Jedna ze szkół w podwrocławskiej miejscowości. Drugi dzień strajku. Do szkoły przychodzą nauczyciele i podpisują listy. Na jednej widnieją nazwiska tych, którzy protestują, na drugiej ci, którzy wyrażają gotowość do pracy. Uczniów w szkole brak.
Na korytarzu szkolnym pojawia się plakat z szokującym napisem. Można go sparafrazować: „Łamistrajki! Walczycie o podwyżki naszym kosztem”. Czytający te słowa, nauczyciele są, przynajmniej w części, zdegustowani. Są wśród nich tacy, którzy w związku z napisem zdecydowali się na zakończenie swojego udziału w proteście. Tłumaczą, że nie chcą uczestniczyć w jakimkolwiek sporze, i to jeszcze na tak niskim poziomie.

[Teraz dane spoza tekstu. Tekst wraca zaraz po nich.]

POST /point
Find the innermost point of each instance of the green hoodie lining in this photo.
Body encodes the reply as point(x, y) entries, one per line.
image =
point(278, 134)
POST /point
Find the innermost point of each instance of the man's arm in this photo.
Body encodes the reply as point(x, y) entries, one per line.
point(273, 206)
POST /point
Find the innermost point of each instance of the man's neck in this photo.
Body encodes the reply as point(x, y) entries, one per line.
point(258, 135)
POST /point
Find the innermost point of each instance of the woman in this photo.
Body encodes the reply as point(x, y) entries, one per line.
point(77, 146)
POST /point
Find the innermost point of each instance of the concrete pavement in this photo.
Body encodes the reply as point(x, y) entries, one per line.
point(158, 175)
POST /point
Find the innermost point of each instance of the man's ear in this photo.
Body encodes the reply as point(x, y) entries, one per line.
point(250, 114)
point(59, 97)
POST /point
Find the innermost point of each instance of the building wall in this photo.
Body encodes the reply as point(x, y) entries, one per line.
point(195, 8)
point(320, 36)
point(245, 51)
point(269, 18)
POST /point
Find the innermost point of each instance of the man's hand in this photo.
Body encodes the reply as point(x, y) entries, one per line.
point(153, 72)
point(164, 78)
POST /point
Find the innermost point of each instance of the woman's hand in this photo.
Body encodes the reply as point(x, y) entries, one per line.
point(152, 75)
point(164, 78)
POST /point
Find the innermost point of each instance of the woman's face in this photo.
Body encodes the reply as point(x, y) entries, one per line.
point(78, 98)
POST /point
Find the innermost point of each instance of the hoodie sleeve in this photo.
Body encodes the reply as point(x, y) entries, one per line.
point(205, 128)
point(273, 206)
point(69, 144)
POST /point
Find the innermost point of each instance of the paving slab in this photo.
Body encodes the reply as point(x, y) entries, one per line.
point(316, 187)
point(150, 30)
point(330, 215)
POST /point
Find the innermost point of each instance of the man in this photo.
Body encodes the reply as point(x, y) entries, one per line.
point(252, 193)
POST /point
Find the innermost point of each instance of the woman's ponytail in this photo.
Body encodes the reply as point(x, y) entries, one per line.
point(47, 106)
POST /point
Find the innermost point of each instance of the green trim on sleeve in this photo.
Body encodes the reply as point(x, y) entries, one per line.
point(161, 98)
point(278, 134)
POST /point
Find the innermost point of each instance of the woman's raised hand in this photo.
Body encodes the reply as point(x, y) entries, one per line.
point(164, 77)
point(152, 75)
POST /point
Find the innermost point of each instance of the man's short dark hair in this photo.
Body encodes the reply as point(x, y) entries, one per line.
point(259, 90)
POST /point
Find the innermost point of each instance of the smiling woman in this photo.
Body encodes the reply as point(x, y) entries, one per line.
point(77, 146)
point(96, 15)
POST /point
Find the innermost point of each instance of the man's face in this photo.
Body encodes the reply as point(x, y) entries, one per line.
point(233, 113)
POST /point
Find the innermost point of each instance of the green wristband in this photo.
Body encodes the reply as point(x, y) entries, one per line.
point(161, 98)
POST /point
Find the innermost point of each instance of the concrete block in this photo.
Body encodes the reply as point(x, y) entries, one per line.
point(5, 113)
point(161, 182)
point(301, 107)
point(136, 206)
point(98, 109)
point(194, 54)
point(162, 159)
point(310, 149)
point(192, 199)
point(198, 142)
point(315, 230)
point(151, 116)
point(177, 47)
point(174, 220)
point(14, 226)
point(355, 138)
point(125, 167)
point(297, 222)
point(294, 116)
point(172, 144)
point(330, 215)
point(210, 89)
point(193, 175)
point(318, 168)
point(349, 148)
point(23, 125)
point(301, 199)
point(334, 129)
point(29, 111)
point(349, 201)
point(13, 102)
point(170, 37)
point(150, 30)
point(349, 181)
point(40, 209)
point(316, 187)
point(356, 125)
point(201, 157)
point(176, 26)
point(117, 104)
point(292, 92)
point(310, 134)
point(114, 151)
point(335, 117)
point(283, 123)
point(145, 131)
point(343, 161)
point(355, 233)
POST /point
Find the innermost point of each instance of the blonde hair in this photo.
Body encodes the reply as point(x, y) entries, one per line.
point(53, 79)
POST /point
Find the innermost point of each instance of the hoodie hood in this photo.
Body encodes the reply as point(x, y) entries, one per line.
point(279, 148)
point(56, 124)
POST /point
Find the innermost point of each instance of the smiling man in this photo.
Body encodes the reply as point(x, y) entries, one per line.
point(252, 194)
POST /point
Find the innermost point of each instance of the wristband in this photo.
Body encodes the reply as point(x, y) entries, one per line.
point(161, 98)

Rozmawiałem w ostatnich dniach z wieloma nauczycielami. Większość do strajku przystąpiła, ale o tym, jakie emocje nimi targały, wiedzą tylko oni i ich najbliżsi. Skąd te emocje? Bo nie tylko o pieniądze chodzi. Moi rozmówcy podkreślają, że dzięki podwyżkom będą mogli zapewnić lepszy byt swoim rodzinom, ale mają poczucie niesprawiedliwości względem uczniów, którzy zostali bez opieki.
Jedna z nauczycielek tłumaczyła, że wierzy, iż nauczyciele w końcu doczekają się podwyżek i godnych zarobków, ale nie godzi się na to, by zmarnować potencjał, na który pracowała wiele ostatnich lat, przygotowując gimnazjalistów do egzaminu. Zapewne nie jest jedyna, bo według zapewnień Urzędu Miasta Wrocławia, ich przeprowadzenie nie jest zagrożone w 42 na 47 placówek.
W imieniu gimnazjalistów i ich rodziców dziękujemy za poczucie odpowiedzialności i życzymy, by udało się w końcu osiągnąć cel wzrostu wynagrodzeń, ale niekoniecznie antagonizując środowisko.